You seem so have a random named open source project for everything except for actually using your service. This article is crap.

@Dave, this article is not about the Netflix service and was never intended to be.

> this article is not about the Netflix service and was
> never intended to be.

But it *IS* a typical example of a company that is quite happy to *use* open-source, but then turns around and spits on the developers of their tools when they want to use that company's products.

So maybe a different headline would be good? "The open source culture of freedom and responsibility at Netflix" is pretty unambiguous :)

@Erinn: You do know how headlines work and why they are worded a certain way?

Netflix is not a company you associate with open source and whitewashing-openwashing articles like this are nothing more than a fluff job filled with "Why are you so handsome?" type questions.
This read like something I expect to hear ET: "Next, Mary Hart tells us why Open is the new Green.
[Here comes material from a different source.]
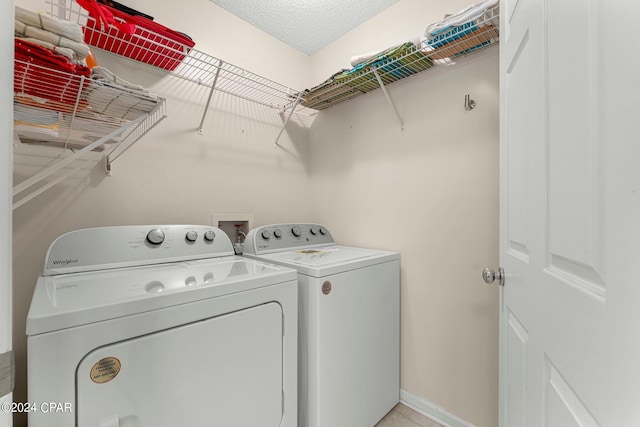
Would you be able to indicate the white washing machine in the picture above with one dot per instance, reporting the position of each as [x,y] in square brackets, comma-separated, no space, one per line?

Here on ET."

i have yet to come over from Linux Today links and actually read something worthwhile that isnt PR type writing.
and I dont even set the bar very high. I mean, I read Gizmodo too for pete's sake...

> Netflix is not a company you associate with open source
> and whitewashing-openwashing articles like this are
> nothing more than a fluff job

Well, you have to look at the issue from two aspects. One should applaud companies that use FLOSS and try to give back to the development side. Of course, that is beneficial to them as well since it gives them the benefit of other viewpoints and more eyes on the code, and gives them a larger developer base to hire from.

But these companies *ALSO* have to see FLOSS users as a customer base, one that must have it's needs/wants taken into consideration and addressed. But companies like Netflix would rather you hand them the code then go away. If you have to jump through hoops and hacks to use their products or services, they really couldn't care less. Not the attitude we want to encourage (and that bad attitude from these companies goes well otside FLOSS as well).

'nuff said

It is really weird to read OPEN SOURCE and NETFLIX on the same sentence since Netflix refuses to provide their services to paying costumers on FOSS OS's!....
The fact that Netflix uses FOSS on their servers is no surprise!... even Microsoft does! .... LMFAO! .... : )

I certainly would like to have a Netflix client for Linux Desktop as well...

that said, let's point out that the Netflix client runs on Android and ChromeOS, which are both open source, and both build upon the Linux Kernel.

It is important to keep in mind that the, close to 1 billion, Android devices out there, are indeed part of the Linux ecosystem.

True, Luis, so a Linux client should be rather easy to create. "Ecosystem" doesn't do anything for Linux users. Both Netflix and Google throw bits of code over the fence when they feel like it.